Synthegy, developed at EPFL, uses LLMs to rank synthesis routes against chemist-defined goals, matching expert judgments 71.2% of the time.
The framework was validated against 36 independent chemists across 368 evaluations.
The experiments reached alignment rates comparable to inter-expert agreement.
Designing a molecule from scratch is one of chemistry's hardest problems. It's not just about knowing what atoms to connect—it's about knowing the right order of reactions, when to protect sensitive parts of the molecule, and how to avoid dead ends that could ruin months of lab work.
Traditionally, that knowledge lives in the heads of experienced chemists. Now, a team at EPFL wants to put it into a language model.
Researchers led by Philippe Schwaller published a paper this week in Matter describing Synthegy, a framework that uses large language models as reasoning engines for chemical synthesis planning. The key insight is subtle but important: rather than asking AI to generate molecules, the team uses AI to evaluate synthesis routes that traditional software already produces.

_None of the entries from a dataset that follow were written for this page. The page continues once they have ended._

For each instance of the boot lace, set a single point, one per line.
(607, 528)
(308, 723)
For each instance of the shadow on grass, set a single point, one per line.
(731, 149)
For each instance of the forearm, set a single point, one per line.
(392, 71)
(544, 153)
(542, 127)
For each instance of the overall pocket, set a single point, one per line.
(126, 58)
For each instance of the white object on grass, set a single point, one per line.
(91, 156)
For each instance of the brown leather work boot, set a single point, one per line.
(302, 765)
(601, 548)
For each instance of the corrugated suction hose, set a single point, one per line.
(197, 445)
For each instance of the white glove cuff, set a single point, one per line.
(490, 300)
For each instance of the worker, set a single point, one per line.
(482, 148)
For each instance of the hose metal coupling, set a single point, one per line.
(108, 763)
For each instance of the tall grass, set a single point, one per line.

Here's how it works: A chemist types in a goal in plain English, something like "form the pyrimidine ring in the early stages." Existing retrosynthesis software—which works by breaking target molecules into simpler pieces—then generates dozens or hundreds of possible synthesis routes.
Synthegy converts each route into text and hands it to an LLM, which scores every route on how well it matches the chemist's instruction. The best ones float to the top, with written explanations of why.

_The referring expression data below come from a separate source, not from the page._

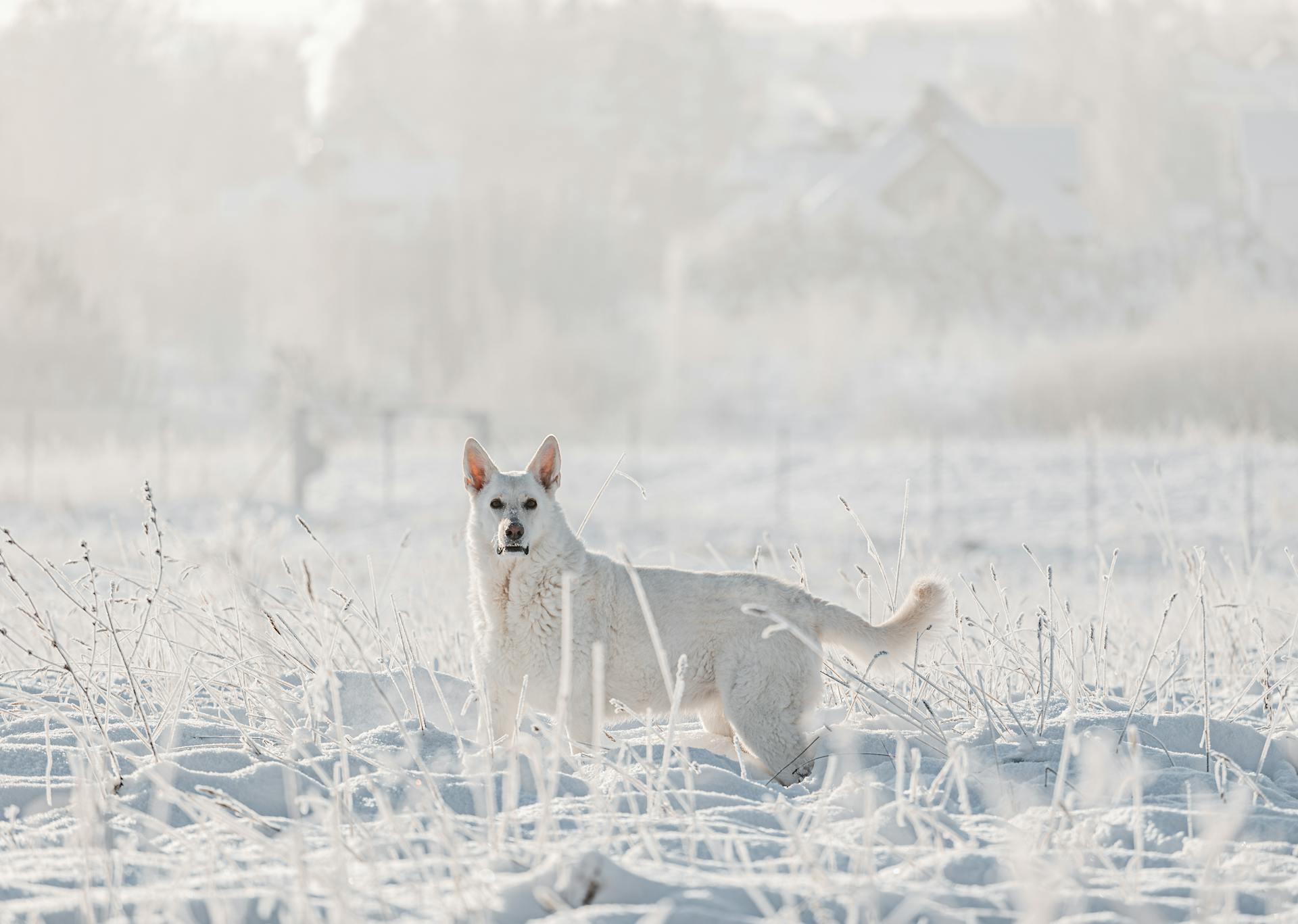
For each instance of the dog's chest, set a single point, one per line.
(526, 618)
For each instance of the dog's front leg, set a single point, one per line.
(502, 712)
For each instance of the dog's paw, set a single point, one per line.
(792, 775)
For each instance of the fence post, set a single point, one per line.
(1248, 502)
(29, 454)
(308, 458)
(389, 421)
(1090, 491)
(782, 477)
(162, 478)
(935, 472)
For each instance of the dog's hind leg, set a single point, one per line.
(713, 715)
(767, 715)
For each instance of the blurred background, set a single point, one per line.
(293, 252)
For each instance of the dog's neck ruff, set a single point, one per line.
(510, 585)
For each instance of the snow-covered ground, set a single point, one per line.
(269, 723)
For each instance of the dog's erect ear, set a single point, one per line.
(478, 466)
(546, 465)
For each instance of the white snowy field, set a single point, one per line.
(225, 716)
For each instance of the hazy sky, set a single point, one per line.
(289, 12)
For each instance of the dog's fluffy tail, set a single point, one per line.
(925, 608)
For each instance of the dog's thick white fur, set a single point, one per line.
(738, 681)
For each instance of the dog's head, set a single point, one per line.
(513, 512)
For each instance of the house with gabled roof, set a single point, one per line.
(938, 168)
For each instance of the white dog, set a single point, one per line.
(519, 551)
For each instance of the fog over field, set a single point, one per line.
(839, 292)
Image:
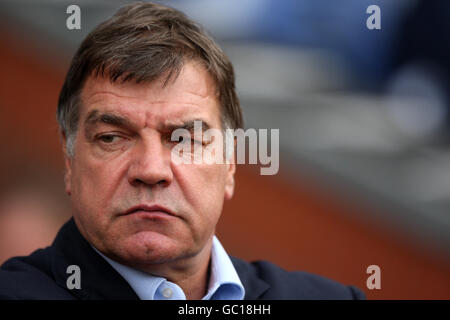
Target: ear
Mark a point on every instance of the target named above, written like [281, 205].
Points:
[231, 169]
[67, 165]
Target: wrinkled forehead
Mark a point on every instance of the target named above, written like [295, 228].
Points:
[192, 92]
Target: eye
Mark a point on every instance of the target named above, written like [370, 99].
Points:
[109, 138]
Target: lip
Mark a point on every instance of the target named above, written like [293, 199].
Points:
[146, 209]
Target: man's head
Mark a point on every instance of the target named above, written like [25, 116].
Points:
[135, 79]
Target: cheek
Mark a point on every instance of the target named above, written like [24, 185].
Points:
[203, 186]
[94, 184]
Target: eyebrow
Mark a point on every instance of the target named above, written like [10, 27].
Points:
[95, 116]
[188, 125]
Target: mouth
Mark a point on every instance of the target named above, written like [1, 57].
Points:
[150, 211]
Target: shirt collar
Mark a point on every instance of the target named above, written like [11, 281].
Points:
[224, 282]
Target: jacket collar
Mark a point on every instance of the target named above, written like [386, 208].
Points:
[100, 281]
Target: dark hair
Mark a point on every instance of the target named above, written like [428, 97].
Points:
[143, 42]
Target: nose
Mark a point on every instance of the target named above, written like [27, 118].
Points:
[150, 164]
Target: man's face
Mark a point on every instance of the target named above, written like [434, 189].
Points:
[129, 198]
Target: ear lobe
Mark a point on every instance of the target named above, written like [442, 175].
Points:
[229, 183]
[68, 167]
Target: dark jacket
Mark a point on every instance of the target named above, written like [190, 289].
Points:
[43, 275]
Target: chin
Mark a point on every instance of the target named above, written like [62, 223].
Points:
[148, 247]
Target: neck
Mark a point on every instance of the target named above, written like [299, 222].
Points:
[190, 274]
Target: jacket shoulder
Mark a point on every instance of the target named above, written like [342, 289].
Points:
[30, 277]
[293, 285]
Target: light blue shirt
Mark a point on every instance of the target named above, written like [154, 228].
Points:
[224, 282]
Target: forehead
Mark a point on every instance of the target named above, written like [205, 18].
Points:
[191, 95]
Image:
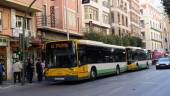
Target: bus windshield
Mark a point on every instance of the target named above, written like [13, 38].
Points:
[61, 54]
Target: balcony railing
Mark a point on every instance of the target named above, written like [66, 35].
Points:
[47, 21]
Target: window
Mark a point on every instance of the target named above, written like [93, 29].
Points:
[112, 15]
[96, 54]
[123, 20]
[126, 21]
[106, 3]
[28, 24]
[105, 18]
[19, 22]
[91, 13]
[118, 18]
[0, 21]
[71, 18]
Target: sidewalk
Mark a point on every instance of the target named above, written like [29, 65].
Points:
[10, 84]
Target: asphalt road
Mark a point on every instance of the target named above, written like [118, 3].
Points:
[149, 82]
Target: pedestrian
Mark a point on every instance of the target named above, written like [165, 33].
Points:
[17, 68]
[1, 73]
[39, 70]
[29, 70]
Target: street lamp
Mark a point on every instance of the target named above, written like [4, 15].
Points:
[66, 13]
[23, 41]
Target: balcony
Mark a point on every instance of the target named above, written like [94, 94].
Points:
[51, 24]
[22, 4]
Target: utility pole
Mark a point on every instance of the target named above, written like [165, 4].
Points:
[110, 14]
[67, 26]
[23, 47]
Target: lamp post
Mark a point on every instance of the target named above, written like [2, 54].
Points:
[23, 42]
[66, 13]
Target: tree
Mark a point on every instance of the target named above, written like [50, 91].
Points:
[166, 4]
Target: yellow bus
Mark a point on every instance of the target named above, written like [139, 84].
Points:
[137, 58]
[73, 60]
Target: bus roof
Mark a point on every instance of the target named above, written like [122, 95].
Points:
[96, 43]
[133, 47]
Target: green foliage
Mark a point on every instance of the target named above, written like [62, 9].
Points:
[114, 40]
[166, 4]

"When making tools for chemists, the user interface matters a lot, and previous tools relied on cumbersome filters and rules," said Andres M. Bran, lead author of the study, in a statement from EPFL.
The system was validated in a double-blind study involving 36 independent chemists who reviewed 368 route pairs. Their selections matched Synthegy's 71.2% of the time, a number that's roughly in line with how often expert chemists agree with each other. Senior researchers (professors and research scientists) agreed with Synthegy more often than PhD students, suggesting the system captures the same strategic intuitions that come with experience.
The researchers tested several AI models, including GPT-4o, Claude, and DeepSeek-r1. AI has been making inroads in drug discovery for years, but most approaches focus on narrowly trained models for specific tasks. Synthegy is designed to be modular—it can plug into any retrosynthesis engine on the backend, and any capable LLM on the reasoning side. Gemini-2.5-pro scored highest in the benchmark, while DeepSeek-r1 seems to be a strong open-source alternative that can run locally.
The framework also handles a second problem: reaction mechanism elucidation. This is the question of why a chemical reaction happens—what electron movements take place at each step. Synthegy breaks reactions into elementary moves and has the LLM assess each candidate step for chemical plausibility. On simple reactions like nucleophilic substitutions, the best models achieved near-perfect accuracy.
The potential use cases are broad. Drug discovery is the obvious one. AI has already shown promise predicting cancer treatment outcomes, but the same approach applies anywhere chemists need to design new materials or optimize industrial reactions. One practical detail: evaluating 60 candidate routes with Synthegy takes roughly 12 minutes and costs about $2–3 in API fees.
The paper acknowledges current limits. LLMs sometimes misread the direction of a reaction in its text representation, leading to wrong feasibility calls. Smaller models perform no better than random guessing. Routes longer than 20 steps are harder to track coherently.